SAN BERNARDINO, Calif. (AP) — The path to Lost Lake was steep and unpaved, lined with sharp rocks and holes.
A group of scientists and students moved gingerly, using canes or a helping hand to guide them. For those who couldn’t make the trip, a drone highlighted the lake – blue and narrow.
The field trip was designed to illustrate the challenges that researchers with disabilities often face and how the obstacles can be overcome.
“Just because you can’t do it like someone else doesn’t mean you can’t do it,” said Anita Marshall, a University of Florida geologist who led the outing. The group included scientists with visual, hearing and motor disabilities.
Marshall’s organization organized a trip to the lake along the San Andreas Fault outside San Bernardino. His group — the International Association for Geoscience Diversity — and others are working to improve access to field and lab work so that people with disabilities feel welcome and stay.
Taormina Lepore, a Western Michigan University paleontologist who went on the trip, said scientists tend to favor a unique, traditional way of getting things done.
At Lost Lake, everyone had a view, even if they couldn’t physically get there.
“It’s really about empathy, as much as it is about science,” said Lepore, who also researches science education.
Making research laboratories more accessible
People with disabilities make up about 3% of the science, technology, engineering and mathematics workforce, according to 2021 data from the National Science Foundation.
Scientists with disabilities say this is partly because laboratories, classrooms and field sites are not designed to accommodate them. Students and faculty are still being told they can’t work in a lab or do research safely, said Mark Leddy, who previously managed disability-related grants for the National Science Foundation.
The Americans with Disabilities Act, passed in 1990, sets minimum regulations for new buildings and laboratories, including wheelchair-accessible ramps and walkways.
But modifying older labs can be a long and complicated process.
Alyssa Paparella is working on her doctorate in biology at Baylor College of Medicine and founded an online community for scientists with disabilities. She said a science building at one of her former schools didn’t have automatic buttons to open doors.
“What does that say about who do you actually want to work in the labs?” » she said. “That’s the front door they can’t even get in.”
Leddy said researchers with disabilities are invaluable because of their life experiences. They must constantly find creative ways to overcome obstacles in their lives – a problem-solving skill essential in a laboratory.
“If they don’t feel welcome, if they don’t have access, how can they contribute that talent? » said Leddy.
Venu Varanasi, a biomaterials engineer at the University of Texas at Arlington who is visually impaired, prints signs using high-contrast color combinations and encourages his students to keep floors and counters tidy so they can navigate the lab more easily .
He said the changes also kept accidents to a minimum for non-disabled students.
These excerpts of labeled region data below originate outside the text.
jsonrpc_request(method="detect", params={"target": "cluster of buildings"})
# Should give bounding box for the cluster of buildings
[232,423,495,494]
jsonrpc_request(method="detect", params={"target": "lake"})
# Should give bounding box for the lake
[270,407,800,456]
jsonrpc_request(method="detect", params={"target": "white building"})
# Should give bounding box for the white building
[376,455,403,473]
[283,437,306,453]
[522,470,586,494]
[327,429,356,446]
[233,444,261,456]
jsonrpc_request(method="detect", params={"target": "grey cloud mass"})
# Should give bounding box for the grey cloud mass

“When you realize you have a person with a disability, you have an opportunity, not a problem,” he said.
At Purdue University in Indiana, engineering professor Brad Duerstock helped design an accessible biomedical lab years ago with support from the school and a grant from the National Institutes of Health, removing cabinets under sinks and fume hoods so wheelchairs can easily stop.
The cost of making a lab more accessible varies depending on the extent of the changes, Duerstock said. Some schools set aside money for improvements and science organizations may offer grants.
Outdoor accessibility
On the California geologic excursion, the group explored the lake carved into the landscape by the San Andreas Fault, where the network of two tectonic plates can cause earthquakes.
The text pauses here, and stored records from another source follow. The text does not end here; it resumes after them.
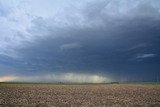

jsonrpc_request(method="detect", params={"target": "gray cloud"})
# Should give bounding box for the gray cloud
[0,0,160,82]
[136,54,156,59]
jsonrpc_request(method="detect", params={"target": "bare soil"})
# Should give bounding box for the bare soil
[0,84,160,107]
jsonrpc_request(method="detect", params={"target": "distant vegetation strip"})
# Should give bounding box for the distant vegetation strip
[0,82,160,85]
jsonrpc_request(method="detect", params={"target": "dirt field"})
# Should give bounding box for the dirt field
[0,84,160,107]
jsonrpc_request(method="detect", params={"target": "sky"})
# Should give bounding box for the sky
[0,0,160,83]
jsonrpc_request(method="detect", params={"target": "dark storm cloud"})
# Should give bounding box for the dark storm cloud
[0,0,160,81]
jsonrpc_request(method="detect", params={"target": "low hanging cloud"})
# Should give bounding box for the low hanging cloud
[136,54,156,59]
[60,43,81,51]
[0,73,112,83]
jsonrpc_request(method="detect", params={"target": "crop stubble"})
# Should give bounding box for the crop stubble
[0,84,160,107]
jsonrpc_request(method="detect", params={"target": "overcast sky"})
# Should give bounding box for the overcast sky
[0,0,160,82]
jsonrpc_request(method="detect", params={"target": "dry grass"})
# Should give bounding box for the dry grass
[0,84,160,107]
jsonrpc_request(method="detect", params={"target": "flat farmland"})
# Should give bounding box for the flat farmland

The group included rock enthusiasts at all stages of their careers. A handful of them were students. Others were teachers eager to explore the outdoors within a group they could trust to care for them.
Jennifer Piatek, a professor at Central Connecticut State University who uses a wheelchair, saw the lake through drone footage and used a handheld lens to examine rocks reported by other participants.
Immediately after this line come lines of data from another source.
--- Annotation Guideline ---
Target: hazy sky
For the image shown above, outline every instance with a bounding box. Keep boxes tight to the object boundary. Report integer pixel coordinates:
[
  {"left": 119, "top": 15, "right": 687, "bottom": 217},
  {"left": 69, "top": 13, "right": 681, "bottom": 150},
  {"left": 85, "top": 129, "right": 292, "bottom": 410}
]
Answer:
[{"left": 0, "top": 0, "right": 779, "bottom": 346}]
She said it was nice to be part of a community that anticipated her needs. For example, their bus moved forward to park in a flatter area to allow it to get off more easily.
You can learn a lot from images and maps, “but actually you have to access space to be there,” said Piatek, who studies planetary geology.
Lepore, a visually impaired neurodivergent person, scanned rocks using an artificial intelligence app that described their color and shape out loud.
“Nature is not inherently accessible,” she said. “Nature just doesn’t have ramps or the kinds of things we wish it had. But there are so many workarounds and ways that we as geoscientists can make things truly open.
Bushra Hussaini uses tips from field trips to support interns and volunteers with disabilities at the American Museum of Natural History in New York, where she works. She said the support of the geology community is what keeps her coming back. “We learn from each other and help each other,” she said.
Before leaving, Marshall urged attendees to ask for a hand or shoulder to lean on if needed. She and other members of the organization lead field trips each year as part of the annual meeting of the Geological Society of America.
As a doctoral student, Marshall would go on field trips with her peers only to wait in the van, frustrated, because the organizers hadn’t thought about how to accommodate her disability.
She wants things to be different for the next generation of scientists.
“The purpose of these little day trips is just to plant that seed out there,” Marshall said, “that there is another way forward.”